Sayın Vefa Salman'ın avukatlarının bütün 'göreve döndürün' taleplerini reddetti Süleyman Soylu. Bugün onun için buradayız. Yarın yine geleceğiz. Yarın sabah Yalova'da duruşmayı da takip edeceğiz. O dava biz biliyoruz ki beraat ile sonuçlanacak. Anayasamız ne diyor, 'Hakkında kesinleşmiş hüküm kuruluncaya kadar herkes suçsuzdur.' Zaten suçsuz belediye başkanımız. Raporlarla ortaya çıkmış. Emekli Sayıştay denetçilerinin raporlarıyla ortaya çıkmış. Yarın, onun dosyasının ayrılıp beraat kararı verilmesi lazım. Bu yargılama beraat ile bitecek ama siz onu göreve iade etmediğiniz her gün suç işliyorsunuz. Bunu asla unutmayın. Hiç kimsenin endişe olmasın. Çok az zaman kaldı. Geliyor gelmekte olan. Bunların hepsini düzelteceğiz. Bu topraklarda mutlaka demokratik hukuk devletini de tesis edeceğiz. Yerel demokrasiyi de güçlendireceğiz. Her zaman söylediğimiz gibi bu adaleti bu topraklara ya getireceğiz ya getireceğiz."

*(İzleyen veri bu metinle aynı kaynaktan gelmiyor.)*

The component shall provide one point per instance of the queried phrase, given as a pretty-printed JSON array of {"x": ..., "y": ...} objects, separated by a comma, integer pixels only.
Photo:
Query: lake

Torun'un konuşmasından öne çıkan başlıklar ise şöyle

Gerçekten İçişleri Bakanı'nın eliyle milli irade gasp edilmiştir. İki buçuk yıldır maalesef Yalova Belediye Başkanımız, kendisine atılan her türlü iftiraya rağmen hiçbir şekilde suç unsuru bulunmamıştır. Hiçbir şekilde bir belgeye ulaşılmamıştır. Ve üstelik öyle hazin bir olaydır ki denetçilerin İçişleri Bakanlığı, Sayıştay denetçilerinin bulamadığı, tespit edemediği bir konuyu kendisi bularak ve hem savcılığa hem emniyete hem de İçişleri Bakanlığı'na gerekli yerlere bildirerek bunu ortaya çıkarmıştır. Ama ne gariptir ki bulduğu için şu anda görevden alınmıştır.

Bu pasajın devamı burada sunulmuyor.